Sharma recommended that Mistry see one of his colleagues for an off-pump coronary artery bypass surgery or beating heart surgery. Mistry met with Dr. John Puskas, chair of cardiovascular surgery at Mount Sinai Morningside, about his options.
“The blockages in the artery that had the stent had progressed and worsened and he also had significant blockages in three other vessels,” Puskas told TODAY. “He really was referred for a coronary bypass surgery.”
Puskas performs a type of bypass surgery that is used “infrequently” at other hospitals. He does not stop the heart from pumping during the procedure and he uses arteries from the chest, instead of veins from the legs, to replace the blocked arteries.
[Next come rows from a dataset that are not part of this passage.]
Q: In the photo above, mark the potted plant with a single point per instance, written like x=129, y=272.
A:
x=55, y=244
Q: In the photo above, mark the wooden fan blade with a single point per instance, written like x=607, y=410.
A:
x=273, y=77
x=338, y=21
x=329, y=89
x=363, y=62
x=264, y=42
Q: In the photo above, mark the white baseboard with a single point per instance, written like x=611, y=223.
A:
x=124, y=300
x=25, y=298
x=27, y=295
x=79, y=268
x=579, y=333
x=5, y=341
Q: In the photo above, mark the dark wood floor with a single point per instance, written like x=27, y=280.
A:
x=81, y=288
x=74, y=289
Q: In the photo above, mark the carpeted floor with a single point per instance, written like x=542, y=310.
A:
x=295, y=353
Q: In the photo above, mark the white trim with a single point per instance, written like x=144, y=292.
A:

“We use a beating heart approach. We don’t manipulate the aorta. We don’t put cannulas in the heart or clamps on the aorta because that can cause stroke and can knock off calcium and cholesterol inside the organ that can embolize downstream to the brain or elsewhere,” Puskas explained. “We don’t use vein grafts. We use arteries only because the arteries, although they are smaller and a little more tricky to work with initially, they mature and grow over time and they are designed, of course for high blood pressure.”
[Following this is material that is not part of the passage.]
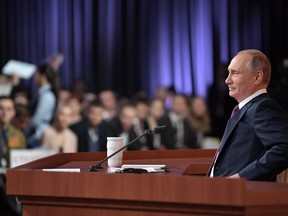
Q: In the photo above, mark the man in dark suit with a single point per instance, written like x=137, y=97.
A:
x=178, y=133
x=255, y=142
Veins handle low blood pressure so that when they are replaced in the heart, they can become stressed and wear out easier. Puskas finds that this off pump procedure that uses arteries means patients are less likely to need a future bypass surgery. Considering Mistry had already been through so much, they didn’t want a surgery to contribute to future complications.
“He’s had a tough time already this year,” Puskas said. “We wanted to minimize the risk or stroke and we wanted to maximize the durability of his bypass graft.”
Life after bypass surgery
After a handful of days in the hospital to recovery, Mistry stayed in New Jersey for a few weeks to regain strength for the trip back to Tennessee. He hasn’t been seeing patients quite yet, but he’s gradually improving.
“I still am slow. Some days are good. Some days are really not good with weakness and fatigue,” he said. “I’m recuperating as well as could be expected.”
He feels grateful of the care he received from Brewer, Puskas and Sharm, who Mistry considers “a guru” in interventional cardiology, who gave him “an enlightenment and teaching about the profession.” His experience has changed how he thinks about his role as a doctor.
“It makes you humble about the disease process … It’s makes you humble about how you want to handle not just the patient, but it also makes you aware of how you to take care of the family members, too,” he said. “God was with us. He had directed me to take all the steps in the most expedient way to avoid delay and to get the care where I needed it most.”